Obviously, if your profile has dozens of tagged pictures of your drunken escapades accompanied by friends’ wall posts recounting every lurid detail, your profile is probably not that great for a job search tool. To keep embarrassing details from falling into the wrong hands, clean up your profile.
Keep those unseemly tagged pictures strictly between you and your closest friends (and no, I’m not talking about the 500-plus friends on your list, many of whom you probably met on your drunken escapades).
Do you think your online presence is ready for your job hunt?
Here are five ways to make sure.
1) Google yourself
Lots of employers Google their candidates. Out of curiosity, I recently Googled a friend’s name expecting to see his Linkedin profile. Instead, the search uncovered someone’s years-old Xanga entry with my friend’s full name and pictures of him drinking.
Not the kind of thing he’d want employers to see.
If this happens to you and you ask your friend to take it offline, be aware of Google’s cached option. It’s a snapshot of what the site looked like when Google came across it — and Google is not the only source for archived web content!
Someone can search your name and, though the site itself is no longer available, see that particular page using the Google “cached” link (it’s in tiny type under each search result that comes up). It eventually disappears, the next time Google trolls the Web, but other archiving sites may still have it.
2) Monitor what you put online
Though you can’t always control what other people put online, you certainly can be wary of what you post. Is your blog presentable? Do you list your contact information? Your Facebook — is it privatized so only your friends can see it?
Further, are certain things privatized so only certain people on your friends list can see it?
Here’s a useful article published by The New York Times of three Facebook settings every user should check. (http://www.nytimes.com/external/readwriteweb/2010/01/20/20readwriteweb-the-3-facebook-settings-every-user-should-c-29287.html?em)
3) Be wary of third-party sites
My sister Googled herself one day and found that sites such as Delver and Rapleaf had aggregated her online data without her knowledge. Thousands of Flickr photos she hadn’t privatized were posted, along with a link to her Facebook profile.
Know that what you put on one site may actually end up elsewhere without your permission.
4) Watch yourself in public
When the drinks are flowing and cameras are flashing, it’s easy to let loose. But with sites like Facebook making it entirely too easy for pictures of you to be posted without your consent (and extremely visible to circles of friends who are not yours), it’s almost paparazzi-like.

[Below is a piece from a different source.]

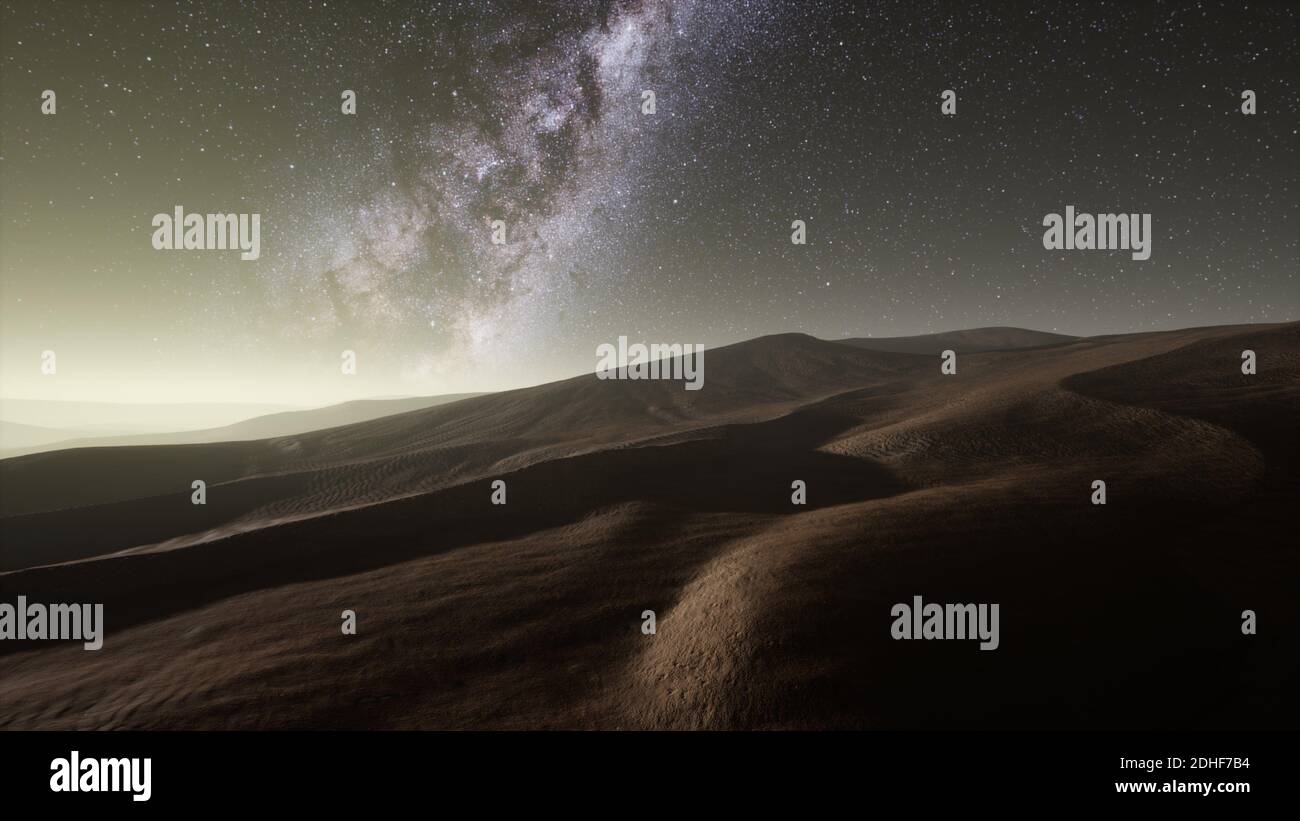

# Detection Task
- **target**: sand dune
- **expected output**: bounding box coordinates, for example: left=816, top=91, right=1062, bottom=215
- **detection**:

Be wary of what you’re posing for. It sounds paranoid, but tell that to the people who end up on gossip sites that pride themselves on poking fun at ordinary people like us. (http://thedirty.com/)
5) Be kind to your friends (and acquaintances)
If you have unflattering or potentially scandalous pictures of them, laugh about it in private. You never know if they’ll post similar pictures of you out of spite. Be the one to break the cycle.